La méthode ou plutôt l’approche communicative est utilisée en contexte institutionnel.

L’unité d’analyse est l’acte de parole et les fonctions du langage alors que l’acquisition d’une compétence de communication est constamment sollicitée. La progression de l’enseignement se fait en fonction du public (et non plus en fonction de la matière à enseigner). La priorité est accordée à ce qui est supposé correspondre aux besoins des apprenants en langue étrangère et l’approche communicative propose l’analyse de ces besoins langagiers.

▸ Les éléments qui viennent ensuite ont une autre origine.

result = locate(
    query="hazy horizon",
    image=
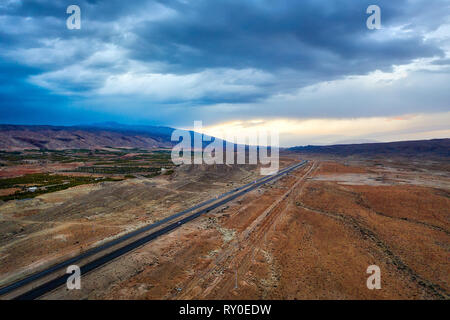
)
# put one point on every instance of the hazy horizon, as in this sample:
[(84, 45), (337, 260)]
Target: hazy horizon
[(311, 70)]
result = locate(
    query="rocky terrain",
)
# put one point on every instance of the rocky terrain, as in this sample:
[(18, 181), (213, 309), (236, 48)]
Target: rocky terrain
[(20, 137), (310, 235)]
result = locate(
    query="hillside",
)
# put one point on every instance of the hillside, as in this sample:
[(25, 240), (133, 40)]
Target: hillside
[(19, 137), (436, 147)]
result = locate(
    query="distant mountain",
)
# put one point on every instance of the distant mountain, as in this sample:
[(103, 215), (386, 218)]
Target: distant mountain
[(19, 137), (436, 147)]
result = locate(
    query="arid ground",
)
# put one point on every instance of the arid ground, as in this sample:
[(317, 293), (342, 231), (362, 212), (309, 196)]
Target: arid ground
[(309, 235)]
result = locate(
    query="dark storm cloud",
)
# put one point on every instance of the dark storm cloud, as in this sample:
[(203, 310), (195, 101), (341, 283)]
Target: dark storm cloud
[(291, 44)]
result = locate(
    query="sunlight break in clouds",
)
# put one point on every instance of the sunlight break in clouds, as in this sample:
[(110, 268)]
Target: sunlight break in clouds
[(328, 131)]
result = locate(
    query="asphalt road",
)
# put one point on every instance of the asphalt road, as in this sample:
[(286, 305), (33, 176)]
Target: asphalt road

Depuis son émergence dans les années septante jusqu’à nos jours, l’approche communicative a témoigné d’une « forte diversification des théories des références » (Puren, 1994, p. 34), ce qui a contribué à une « hétérogénéité » et une « incohérence » théoriques.

Calliabetsou (1995) constate une « polyphonie » méthodologique sous-jacente à la conception des manuels qui se déclarent dans la lignée de cette approche, « voire un large éventail d’options empruntées à toutes les méthodologies anté-communicatives » (p. 303).